[Python-ideas] PEP: Dict addition and subtraction

Steven D'Aprano Fri, 01 Mar 2019 08:27:15 -0800

Attached is a draft PEP on adding + and - operators to dict for 
discussion.


This should probably go here:

https://github.com/python/peps

but due to technical difficulties at my end, I'm very limited in what I 
can do on Github (at least for now). If there's anyone who would like to 
co-author and/or help with the process, that will be appreciated.


-- 
Steven

======================================
PEP-xxxx Dict addition and subtraction
======================================

**DRAFT** -- This is a draft document for discussion.

Abstract
--------

This PEP suggests adding merge ``+`` and difference ``-`` operators to the 
built-in ``dict`` class.

The merge operator will have the same relationship to the ``dict.update`` 
method as the list concatenation operator has to ``list.extend``, with dict 
difference being defined analogously.


Examples
--------

Dict addition will return a new dict containing the left operand merged with 
the right operand.

    >>> d = {'spam': 1, 'eggs': 2, 'cheese': 3}
    >>> e = {'cheese': 'cheddar', 'aardvark': 'Ethel'}
    >>> d + e
    {'spam': 1, 'eggs': 2, 'cheese': 'cheddar', 'aardvark': 'Ethel'}
    >>> e + d
    {'cheese': 3, 'aardvark': 'Ethel', 'spam': 1, 'eggs': 2}

The augmented assignment version operates in-place.

    >>> d += e
    >>> print(d)
    {'spam': 1, 'eggs': 2, 'cheese': 'cheddar', 'aardvark': 'Ethel'}

Analogously with list addition, the operator version is more restrictive, and 
requires that both arguments are dicts, while the augmented assignment version 
allows anything the ``update`` method allows, such as iterables of key/value 
pairs.

    >>> d + [('spam', 999)]
    Traceback (most recent call last):
      ...
    TypeError: can only merge dict (not "list") to dict

    >>> d += [('spam', 999)]
    >>> print(d)
    {'spam': 999, 'eggs': 2, 'cheese': 'cheddar', 'aardvark': 'Ethel'}


Dict difference ``-`` will return a new dict containing the items from the left 
operand which are not in the right operand.

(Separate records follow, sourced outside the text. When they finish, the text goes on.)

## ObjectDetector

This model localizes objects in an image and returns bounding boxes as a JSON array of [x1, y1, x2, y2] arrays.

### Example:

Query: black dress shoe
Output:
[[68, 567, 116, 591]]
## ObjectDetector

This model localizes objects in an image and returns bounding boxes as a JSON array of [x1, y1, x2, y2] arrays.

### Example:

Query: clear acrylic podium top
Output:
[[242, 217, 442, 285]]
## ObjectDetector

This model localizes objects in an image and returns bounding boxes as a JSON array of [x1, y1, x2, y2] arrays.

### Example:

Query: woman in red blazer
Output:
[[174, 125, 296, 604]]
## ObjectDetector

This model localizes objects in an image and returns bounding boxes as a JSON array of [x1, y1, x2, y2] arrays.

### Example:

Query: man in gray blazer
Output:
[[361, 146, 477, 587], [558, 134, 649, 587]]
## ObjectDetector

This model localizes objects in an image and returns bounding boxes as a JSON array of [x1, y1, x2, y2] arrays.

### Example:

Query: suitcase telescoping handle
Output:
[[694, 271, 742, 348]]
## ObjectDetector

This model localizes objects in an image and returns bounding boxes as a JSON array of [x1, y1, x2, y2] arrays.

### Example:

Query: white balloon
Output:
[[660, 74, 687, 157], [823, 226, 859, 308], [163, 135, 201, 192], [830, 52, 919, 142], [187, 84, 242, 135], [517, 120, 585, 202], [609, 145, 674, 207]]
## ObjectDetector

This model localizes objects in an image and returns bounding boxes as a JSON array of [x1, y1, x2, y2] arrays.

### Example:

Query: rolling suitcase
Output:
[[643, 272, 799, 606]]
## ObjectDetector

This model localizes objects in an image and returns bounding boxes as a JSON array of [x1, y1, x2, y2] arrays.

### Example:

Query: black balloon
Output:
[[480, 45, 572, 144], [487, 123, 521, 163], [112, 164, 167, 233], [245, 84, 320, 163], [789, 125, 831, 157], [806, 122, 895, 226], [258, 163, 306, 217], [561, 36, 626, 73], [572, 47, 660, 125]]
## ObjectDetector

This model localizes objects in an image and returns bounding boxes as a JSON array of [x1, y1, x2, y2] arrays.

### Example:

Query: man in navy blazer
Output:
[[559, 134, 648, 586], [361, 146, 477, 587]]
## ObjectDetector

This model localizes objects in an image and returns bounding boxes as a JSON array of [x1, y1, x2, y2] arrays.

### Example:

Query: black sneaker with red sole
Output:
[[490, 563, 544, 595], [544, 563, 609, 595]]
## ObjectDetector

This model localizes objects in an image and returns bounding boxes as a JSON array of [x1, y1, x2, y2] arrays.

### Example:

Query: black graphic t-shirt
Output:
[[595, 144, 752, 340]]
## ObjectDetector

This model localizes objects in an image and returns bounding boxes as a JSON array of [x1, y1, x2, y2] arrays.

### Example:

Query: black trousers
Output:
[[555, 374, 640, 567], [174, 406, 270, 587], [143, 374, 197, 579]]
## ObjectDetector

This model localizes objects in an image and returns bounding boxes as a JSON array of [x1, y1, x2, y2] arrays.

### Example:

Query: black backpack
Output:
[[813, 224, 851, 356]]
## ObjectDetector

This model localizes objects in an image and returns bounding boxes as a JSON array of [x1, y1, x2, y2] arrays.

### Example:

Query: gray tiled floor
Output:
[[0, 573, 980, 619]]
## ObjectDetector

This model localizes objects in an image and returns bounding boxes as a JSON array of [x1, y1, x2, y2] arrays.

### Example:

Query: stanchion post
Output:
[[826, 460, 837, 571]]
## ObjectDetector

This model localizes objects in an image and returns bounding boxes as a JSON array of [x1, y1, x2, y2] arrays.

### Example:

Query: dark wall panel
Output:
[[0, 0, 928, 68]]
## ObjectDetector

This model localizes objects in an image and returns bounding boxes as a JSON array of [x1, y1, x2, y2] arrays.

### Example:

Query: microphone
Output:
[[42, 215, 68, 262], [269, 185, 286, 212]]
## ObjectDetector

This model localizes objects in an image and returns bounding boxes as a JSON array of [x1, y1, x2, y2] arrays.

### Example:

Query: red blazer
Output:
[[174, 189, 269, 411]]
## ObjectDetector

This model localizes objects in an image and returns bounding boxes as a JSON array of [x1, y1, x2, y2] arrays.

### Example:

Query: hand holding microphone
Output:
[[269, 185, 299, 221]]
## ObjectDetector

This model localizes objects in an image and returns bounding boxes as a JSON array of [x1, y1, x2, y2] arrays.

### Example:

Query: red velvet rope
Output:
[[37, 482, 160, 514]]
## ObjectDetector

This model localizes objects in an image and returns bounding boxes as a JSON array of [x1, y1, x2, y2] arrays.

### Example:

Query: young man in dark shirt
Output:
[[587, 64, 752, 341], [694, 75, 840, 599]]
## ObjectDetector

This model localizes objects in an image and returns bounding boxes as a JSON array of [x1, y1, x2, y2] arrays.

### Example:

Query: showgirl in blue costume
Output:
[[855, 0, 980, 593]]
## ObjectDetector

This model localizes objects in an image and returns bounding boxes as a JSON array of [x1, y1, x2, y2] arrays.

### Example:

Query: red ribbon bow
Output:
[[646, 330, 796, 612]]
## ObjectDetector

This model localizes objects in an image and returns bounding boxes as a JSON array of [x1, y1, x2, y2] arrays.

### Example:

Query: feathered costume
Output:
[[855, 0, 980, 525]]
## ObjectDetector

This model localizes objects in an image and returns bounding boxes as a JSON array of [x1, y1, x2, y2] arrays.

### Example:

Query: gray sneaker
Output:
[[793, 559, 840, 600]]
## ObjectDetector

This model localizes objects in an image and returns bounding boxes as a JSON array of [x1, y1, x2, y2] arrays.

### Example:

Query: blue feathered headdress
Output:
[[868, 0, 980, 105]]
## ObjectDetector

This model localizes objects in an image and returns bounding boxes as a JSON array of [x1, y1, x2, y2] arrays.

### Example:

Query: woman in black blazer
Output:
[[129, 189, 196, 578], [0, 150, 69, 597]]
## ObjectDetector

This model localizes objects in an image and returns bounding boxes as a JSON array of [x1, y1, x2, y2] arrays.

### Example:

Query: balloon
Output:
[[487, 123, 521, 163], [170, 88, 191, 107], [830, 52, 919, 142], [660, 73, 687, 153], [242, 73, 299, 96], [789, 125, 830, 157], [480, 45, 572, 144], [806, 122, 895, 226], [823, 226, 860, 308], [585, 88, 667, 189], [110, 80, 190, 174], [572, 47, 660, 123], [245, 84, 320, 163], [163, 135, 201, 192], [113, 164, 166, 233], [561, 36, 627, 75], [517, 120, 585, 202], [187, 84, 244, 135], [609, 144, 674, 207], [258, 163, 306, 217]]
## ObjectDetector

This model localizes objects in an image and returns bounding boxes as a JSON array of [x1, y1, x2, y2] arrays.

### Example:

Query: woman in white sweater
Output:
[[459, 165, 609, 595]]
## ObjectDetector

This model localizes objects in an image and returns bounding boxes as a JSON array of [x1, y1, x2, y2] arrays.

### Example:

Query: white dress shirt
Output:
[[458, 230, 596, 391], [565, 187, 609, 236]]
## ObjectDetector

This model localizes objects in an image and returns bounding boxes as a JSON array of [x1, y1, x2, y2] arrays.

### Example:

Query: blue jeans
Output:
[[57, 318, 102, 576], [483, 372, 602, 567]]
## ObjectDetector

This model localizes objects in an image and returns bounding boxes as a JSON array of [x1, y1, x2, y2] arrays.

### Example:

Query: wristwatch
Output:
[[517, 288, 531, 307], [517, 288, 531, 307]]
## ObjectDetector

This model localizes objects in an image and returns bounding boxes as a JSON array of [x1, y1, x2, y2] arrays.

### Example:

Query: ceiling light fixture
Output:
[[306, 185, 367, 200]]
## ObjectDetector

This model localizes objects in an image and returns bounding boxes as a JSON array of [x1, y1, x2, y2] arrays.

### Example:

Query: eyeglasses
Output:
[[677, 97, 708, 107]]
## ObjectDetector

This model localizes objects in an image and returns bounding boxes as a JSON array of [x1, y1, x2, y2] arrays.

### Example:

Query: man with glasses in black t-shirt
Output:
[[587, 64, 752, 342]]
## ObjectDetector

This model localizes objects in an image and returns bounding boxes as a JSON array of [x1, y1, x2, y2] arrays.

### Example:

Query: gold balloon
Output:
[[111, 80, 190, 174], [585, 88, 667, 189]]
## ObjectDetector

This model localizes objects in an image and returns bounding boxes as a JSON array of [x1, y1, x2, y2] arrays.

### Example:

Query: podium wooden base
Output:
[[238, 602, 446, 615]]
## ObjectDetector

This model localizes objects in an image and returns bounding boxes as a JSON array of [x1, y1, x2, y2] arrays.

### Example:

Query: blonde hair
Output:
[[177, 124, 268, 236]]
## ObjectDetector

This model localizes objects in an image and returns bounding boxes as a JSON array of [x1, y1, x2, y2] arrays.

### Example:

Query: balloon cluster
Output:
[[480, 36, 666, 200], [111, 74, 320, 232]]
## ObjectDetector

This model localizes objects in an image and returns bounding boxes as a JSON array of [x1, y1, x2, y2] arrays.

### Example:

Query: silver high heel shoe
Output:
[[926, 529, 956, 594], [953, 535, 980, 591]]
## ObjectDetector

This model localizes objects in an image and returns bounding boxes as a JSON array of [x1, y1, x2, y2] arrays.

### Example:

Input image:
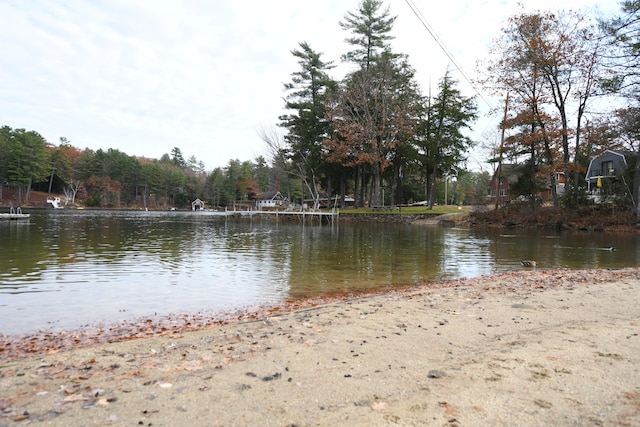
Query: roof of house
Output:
[[260, 191, 283, 200]]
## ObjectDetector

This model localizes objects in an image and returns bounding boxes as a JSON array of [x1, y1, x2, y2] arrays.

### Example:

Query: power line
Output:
[[405, 0, 492, 108]]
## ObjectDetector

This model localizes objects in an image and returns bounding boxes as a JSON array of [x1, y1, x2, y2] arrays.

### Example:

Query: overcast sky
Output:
[[0, 0, 618, 170]]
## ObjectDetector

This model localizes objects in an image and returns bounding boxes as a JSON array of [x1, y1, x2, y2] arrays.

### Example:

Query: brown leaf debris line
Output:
[[0, 268, 640, 360]]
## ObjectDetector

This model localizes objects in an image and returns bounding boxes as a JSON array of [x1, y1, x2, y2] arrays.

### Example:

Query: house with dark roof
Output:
[[256, 191, 289, 210], [585, 150, 627, 193]]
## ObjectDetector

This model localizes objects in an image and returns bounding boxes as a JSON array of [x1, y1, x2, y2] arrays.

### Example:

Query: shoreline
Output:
[[0, 268, 640, 426]]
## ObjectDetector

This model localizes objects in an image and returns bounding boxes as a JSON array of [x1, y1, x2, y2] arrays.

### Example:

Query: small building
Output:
[[256, 191, 288, 210], [191, 199, 205, 211], [487, 163, 519, 205], [585, 150, 627, 194]]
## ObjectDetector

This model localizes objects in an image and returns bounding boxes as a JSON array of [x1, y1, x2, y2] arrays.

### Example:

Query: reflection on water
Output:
[[0, 210, 640, 334]]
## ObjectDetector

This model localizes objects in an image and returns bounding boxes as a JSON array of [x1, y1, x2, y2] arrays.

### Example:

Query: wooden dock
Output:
[[197, 210, 340, 224], [0, 207, 31, 220]]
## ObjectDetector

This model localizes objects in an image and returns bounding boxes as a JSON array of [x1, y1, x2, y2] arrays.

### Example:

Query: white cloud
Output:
[[0, 0, 620, 168]]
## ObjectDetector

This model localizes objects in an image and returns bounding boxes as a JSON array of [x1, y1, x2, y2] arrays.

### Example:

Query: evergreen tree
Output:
[[280, 42, 336, 209]]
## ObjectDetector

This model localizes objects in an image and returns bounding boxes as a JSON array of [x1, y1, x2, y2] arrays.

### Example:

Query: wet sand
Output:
[[0, 269, 640, 426]]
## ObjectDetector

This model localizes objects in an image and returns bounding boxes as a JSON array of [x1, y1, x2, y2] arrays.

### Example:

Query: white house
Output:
[[256, 191, 287, 210]]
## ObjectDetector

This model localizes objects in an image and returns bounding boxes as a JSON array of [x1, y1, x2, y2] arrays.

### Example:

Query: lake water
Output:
[[0, 210, 640, 335]]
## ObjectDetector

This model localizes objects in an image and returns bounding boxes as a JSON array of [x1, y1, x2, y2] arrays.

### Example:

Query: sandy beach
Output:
[[0, 269, 640, 426]]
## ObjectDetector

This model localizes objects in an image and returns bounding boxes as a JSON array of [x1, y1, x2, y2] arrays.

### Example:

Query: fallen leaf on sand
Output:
[[371, 402, 387, 411]]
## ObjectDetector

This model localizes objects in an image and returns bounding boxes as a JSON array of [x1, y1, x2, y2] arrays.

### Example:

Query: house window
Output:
[[602, 160, 616, 176]]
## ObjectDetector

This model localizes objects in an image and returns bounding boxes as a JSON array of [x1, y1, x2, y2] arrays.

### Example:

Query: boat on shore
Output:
[[0, 206, 31, 220]]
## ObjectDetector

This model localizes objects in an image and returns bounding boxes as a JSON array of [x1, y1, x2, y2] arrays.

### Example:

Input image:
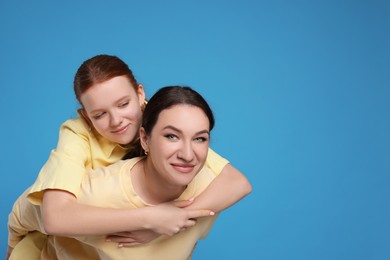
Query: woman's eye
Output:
[[165, 134, 177, 140], [195, 137, 208, 143]]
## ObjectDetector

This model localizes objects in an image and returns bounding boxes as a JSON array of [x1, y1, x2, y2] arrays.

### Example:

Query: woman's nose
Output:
[[177, 143, 194, 162]]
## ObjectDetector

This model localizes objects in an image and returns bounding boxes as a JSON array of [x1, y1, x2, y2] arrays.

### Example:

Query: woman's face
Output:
[[80, 76, 145, 144], [141, 104, 210, 187]]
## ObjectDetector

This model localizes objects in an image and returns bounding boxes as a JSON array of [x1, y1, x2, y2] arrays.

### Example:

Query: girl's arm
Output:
[[41, 190, 213, 236], [187, 164, 252, 212]]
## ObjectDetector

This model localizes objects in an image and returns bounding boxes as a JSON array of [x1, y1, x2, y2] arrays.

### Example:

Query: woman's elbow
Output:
[[240, 175, 252, 197]]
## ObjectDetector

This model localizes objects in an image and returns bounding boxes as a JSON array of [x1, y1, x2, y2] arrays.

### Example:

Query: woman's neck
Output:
[[133, 159, 186, 205]]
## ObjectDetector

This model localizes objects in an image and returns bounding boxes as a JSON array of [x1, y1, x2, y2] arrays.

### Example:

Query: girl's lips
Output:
[[112, 125, 129, 134]]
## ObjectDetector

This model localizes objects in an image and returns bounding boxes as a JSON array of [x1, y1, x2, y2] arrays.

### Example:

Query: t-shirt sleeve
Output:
[[8, 190, 45, 248], [205, 148, 229, 176], [28, 120, 91, 205]]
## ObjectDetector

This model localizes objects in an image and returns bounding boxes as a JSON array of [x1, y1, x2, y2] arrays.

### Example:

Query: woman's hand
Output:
[[106, 229, 160, 247]]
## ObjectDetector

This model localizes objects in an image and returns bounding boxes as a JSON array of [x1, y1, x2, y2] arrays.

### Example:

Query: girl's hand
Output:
[[145, 199, 214, 236], [106, 229, 160, 247]]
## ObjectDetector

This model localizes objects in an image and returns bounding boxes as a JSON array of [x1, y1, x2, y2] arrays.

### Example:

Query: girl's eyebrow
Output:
[[163, 125, 210, 135]]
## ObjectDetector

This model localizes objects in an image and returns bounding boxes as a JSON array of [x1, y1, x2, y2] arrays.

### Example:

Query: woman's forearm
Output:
[[188, 164, 252, 212], [41, 190, 157, 236], [41, 190, 212, 236]]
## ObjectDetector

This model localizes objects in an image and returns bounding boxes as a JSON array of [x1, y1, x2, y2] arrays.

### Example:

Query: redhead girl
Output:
[[9, 55, 251, 259]]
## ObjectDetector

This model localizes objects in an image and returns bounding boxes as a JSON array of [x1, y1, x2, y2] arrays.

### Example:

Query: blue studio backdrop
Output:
[[0, 0, 390, 260]]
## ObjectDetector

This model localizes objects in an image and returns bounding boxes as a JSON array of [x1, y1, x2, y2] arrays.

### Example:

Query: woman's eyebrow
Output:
[[163, 125, 210, 135]]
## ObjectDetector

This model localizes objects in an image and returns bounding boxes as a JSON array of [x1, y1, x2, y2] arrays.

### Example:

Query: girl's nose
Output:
[[110, 113, 123, 127]]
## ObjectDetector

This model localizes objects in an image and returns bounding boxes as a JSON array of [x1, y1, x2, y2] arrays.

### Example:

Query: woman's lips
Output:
[[172, 164, 195, 173]]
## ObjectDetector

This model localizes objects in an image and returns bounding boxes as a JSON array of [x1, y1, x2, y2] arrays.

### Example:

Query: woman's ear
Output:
[[139, 127, 149, 154], [137, 84, 146, 111]]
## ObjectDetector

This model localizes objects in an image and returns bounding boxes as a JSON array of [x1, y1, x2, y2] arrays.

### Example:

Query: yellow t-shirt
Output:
[[10, 157, 216, 260], [28, 116, 232, 205]]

    >>> d = {'spam': 1, 'eggs': 2, 'cheese': 3}
    >>> e = {'cheese': 'cheddar', 'aardvark': 'Ethel'}
    >>> d - e
    {'spam': 1, 'eggs': 2}
    >>> e - d
    {'aardvark': 'Ethel'}

Augmented assignment will operate in place.

    >>> d -= e
    >>> print(d)
    {'spam': 1, 'eggs': 2}


Like the merge operator and list concatenation, the difference operator 
requires both operands to be dicts, while the augmented version allows any 
iterable of keys.

    >>> d - {'spam', 'parrot'}
    Traceback (most recent call last):
      ...
    TypeError: cannot take the difference of dict and set

    >>> d -= {'spam', 'parrot'}
    >>> print(d)
    {'eggs': 2, 'cheese': 'cheddar'}

    >>> d -= [('spam', 999)]
    >>> print(d)
    {'spam': 999, 'eggs': 2, 'cheese': 'cheddar', 'aardvark': 'Ethel'}


Semantics
---------

For the merge operator, if a key appears in both operands, the last-seen value 
(i.e. that from the right-hand operand) wins.  This shows that dict addition is 
not commutative, in general ``d + e`` will not equal ``e + d``.  This joins a 
number of other non-commutative addition operators among the builtins, 
including lists, tuples, strings and bytes.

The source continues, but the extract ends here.